Anne Genetet (à droite sur a photo) a participé à un diner-débat organisé par l'Ambassade d'Azerbaïdjan en France et l'Association d'amitié Azerbaïdjan… le 9 novembre dernier. Elle comptait se rendre en Arménie ce dimanche 14 novembre.
Par Olivier Merlet
9 novembre 2021 - 23 heures - tandis qu'Erevan ferme les yeux sur sa douleur et le souvenir de la journée tragique de l'an passé, à Paris, dans les salons du Cercle de l’Union interalliée a deux pas de l'Élysée, une dizaine de parlementaires et des responsables d’entreprises français répondent à l'invitation à diner de l'Ambassade d'Azerbaïdjan en France et de l'Association d'amitié Azerbaïdjan. « Un dîner-débat consacré au 1er anniversaire de la libération du Karabakh sur le thème :" Le Karabakh à l’heure de la paix : espoir et défis. Quel rôle pour la France ?" #VictoryDay, #QarabağAzərbaycandır » peut-on lire sur la page Facebook de l'ambassade.
Étrange coïncidence de dates d'un débat consacré à la paix et de la célébration d'une victoire militaire dont les coups de feu meurtriers claquent encore tous les jours du côté de Shushi ou de Stepanakert. Surprenante "étourderie" d'une personnalité avisée et concernée, élue de de la République française qui n'en fait même pas le rapprochement : assise à la gauche de Rahman Mustafayev, l'ambassadeur d'Azerbaïdjan en France, Anne Genetet est députée des Français d'Asie-Océanie-Europe orientale, députée des français du Caucase, de Géorgie, d'Azerbaïdjan et d'Arménie.

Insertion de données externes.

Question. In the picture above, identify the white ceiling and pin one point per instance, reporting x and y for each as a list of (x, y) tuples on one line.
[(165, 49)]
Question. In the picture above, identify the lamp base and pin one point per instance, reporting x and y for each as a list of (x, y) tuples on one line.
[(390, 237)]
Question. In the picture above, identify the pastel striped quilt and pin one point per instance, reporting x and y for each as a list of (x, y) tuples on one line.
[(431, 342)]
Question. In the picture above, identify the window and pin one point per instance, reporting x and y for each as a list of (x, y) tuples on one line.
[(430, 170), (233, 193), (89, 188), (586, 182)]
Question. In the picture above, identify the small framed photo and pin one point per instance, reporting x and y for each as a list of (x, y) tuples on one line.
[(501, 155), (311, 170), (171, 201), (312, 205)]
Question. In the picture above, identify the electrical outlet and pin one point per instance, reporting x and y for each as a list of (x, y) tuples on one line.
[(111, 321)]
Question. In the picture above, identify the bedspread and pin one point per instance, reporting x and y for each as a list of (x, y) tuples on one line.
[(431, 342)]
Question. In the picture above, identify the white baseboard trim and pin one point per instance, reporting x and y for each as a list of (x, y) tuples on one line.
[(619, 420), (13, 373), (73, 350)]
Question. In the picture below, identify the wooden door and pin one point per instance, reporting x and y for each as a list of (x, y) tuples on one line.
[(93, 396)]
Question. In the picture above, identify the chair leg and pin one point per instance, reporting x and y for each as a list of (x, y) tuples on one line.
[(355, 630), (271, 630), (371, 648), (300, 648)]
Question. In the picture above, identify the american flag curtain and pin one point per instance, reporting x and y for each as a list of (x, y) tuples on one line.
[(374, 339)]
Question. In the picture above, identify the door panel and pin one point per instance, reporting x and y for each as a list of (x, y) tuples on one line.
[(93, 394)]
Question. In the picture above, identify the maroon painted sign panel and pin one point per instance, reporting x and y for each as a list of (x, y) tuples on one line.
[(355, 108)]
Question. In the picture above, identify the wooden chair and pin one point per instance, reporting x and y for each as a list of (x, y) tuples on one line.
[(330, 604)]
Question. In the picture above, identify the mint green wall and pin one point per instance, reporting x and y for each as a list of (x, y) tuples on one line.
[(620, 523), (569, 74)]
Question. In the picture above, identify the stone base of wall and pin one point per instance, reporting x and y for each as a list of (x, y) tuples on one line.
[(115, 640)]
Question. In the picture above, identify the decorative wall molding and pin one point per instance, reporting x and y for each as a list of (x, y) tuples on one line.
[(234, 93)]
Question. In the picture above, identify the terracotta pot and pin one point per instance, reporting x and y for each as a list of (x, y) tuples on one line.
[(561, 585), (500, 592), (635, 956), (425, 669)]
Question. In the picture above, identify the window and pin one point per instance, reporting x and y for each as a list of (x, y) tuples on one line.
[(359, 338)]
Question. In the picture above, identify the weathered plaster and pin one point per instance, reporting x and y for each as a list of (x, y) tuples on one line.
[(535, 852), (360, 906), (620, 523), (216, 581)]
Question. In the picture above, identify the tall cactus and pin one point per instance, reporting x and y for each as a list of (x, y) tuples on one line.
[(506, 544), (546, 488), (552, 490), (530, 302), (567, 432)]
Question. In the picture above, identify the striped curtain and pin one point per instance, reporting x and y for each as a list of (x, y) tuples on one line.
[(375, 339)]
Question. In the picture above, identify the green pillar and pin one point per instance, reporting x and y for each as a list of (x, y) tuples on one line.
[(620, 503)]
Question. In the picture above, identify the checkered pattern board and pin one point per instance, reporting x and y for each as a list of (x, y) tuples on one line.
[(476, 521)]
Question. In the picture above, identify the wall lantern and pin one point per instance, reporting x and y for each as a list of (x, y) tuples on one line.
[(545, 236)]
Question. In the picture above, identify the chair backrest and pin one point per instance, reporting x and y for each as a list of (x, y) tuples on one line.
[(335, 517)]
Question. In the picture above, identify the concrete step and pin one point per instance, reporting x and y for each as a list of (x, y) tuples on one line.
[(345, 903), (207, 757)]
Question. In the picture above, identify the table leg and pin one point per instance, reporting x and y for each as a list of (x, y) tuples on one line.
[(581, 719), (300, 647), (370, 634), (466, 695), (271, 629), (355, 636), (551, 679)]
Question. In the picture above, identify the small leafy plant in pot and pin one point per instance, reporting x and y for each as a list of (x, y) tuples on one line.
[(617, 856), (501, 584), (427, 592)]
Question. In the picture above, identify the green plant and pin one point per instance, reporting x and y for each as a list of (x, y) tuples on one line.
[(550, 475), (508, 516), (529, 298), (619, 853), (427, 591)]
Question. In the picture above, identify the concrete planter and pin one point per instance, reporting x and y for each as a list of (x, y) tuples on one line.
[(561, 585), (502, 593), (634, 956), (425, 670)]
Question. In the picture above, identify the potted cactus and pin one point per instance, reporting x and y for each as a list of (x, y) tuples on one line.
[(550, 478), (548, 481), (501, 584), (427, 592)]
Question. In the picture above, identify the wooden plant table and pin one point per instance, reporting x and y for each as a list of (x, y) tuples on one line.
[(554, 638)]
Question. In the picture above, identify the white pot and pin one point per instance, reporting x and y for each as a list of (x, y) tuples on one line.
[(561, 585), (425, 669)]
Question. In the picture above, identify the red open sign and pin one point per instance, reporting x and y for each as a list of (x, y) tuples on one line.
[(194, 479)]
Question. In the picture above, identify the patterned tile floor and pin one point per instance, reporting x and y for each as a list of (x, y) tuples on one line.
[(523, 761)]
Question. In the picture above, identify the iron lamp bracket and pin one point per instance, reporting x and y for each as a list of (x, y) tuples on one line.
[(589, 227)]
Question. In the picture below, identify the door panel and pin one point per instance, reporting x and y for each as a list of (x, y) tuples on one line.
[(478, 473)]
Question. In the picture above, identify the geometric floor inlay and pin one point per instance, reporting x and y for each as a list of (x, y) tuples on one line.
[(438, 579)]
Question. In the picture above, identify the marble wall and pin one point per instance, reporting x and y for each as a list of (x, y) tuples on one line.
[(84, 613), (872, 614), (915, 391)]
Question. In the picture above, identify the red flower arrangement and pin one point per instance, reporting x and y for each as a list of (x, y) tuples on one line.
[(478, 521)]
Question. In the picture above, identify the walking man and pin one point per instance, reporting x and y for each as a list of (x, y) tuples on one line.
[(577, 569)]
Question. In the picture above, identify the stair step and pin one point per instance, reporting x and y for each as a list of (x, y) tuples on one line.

Les messages qu'elle lâche le lendemain sur les réseaux sociaux font l'effet d'une bombe à double détente dans la communauté française et francophile d'Arménie. Un tweet tout d'abord, dans lequel elle se félicite de ce diner "pour la paix" -des vainqueurs- organisé le jour même où l'Arménie se souvient. Repris et complété sur son compte Facebook un peu plus tard, la députée y confirme sa toute prochaine venue en Arménie au sein d'une délégation parlementaire française du Groupe d'amitié. Au programme, rencontre avec plusieurs officiels arméniens, politiques, économiques et chefs d'entreprises.
Lusine Bardon, conseillere des Français de l'étranger pour l'Arménie et la Géorgie est la première à réagir. Sur sa page Facebook, elle condamne tout d'abord avec véhémence la participation de la députée à ce qui commence à ressembler à véritable un diner de dupes et lance un appel à tous les Français en Arménie pour qu'ils relaient le message. Elle reprend ensuite le post d'Armen Ghazarian, directeur du Think & Do tank "Yerkir" spécialisé sur les questions arméniennes. Il répond à la députée « Non Madame, hier vous avez célébré l’agression panturque qui s’est soldé le "9 novembre" contre les Arméniens. Cette même logique panturque qui a conduit au génocide des Arméniens en 1915 dont la "guerre des 44 jours" n’est qu’une continuité : l’anéantissement des Arméniens pour permettre la jonction de la Turquie et de l’Azerbaïdjan. Ne vous cachez pas derrière de faux "débat" sur la paix, vous avez démontré en participant à ce repas de quel côté vous étiez. Votre présence à coté de vos collègues dont certains portent régulièrement des attaques haineuses contre les français d’origine arménienne prouvent votre parti pris. »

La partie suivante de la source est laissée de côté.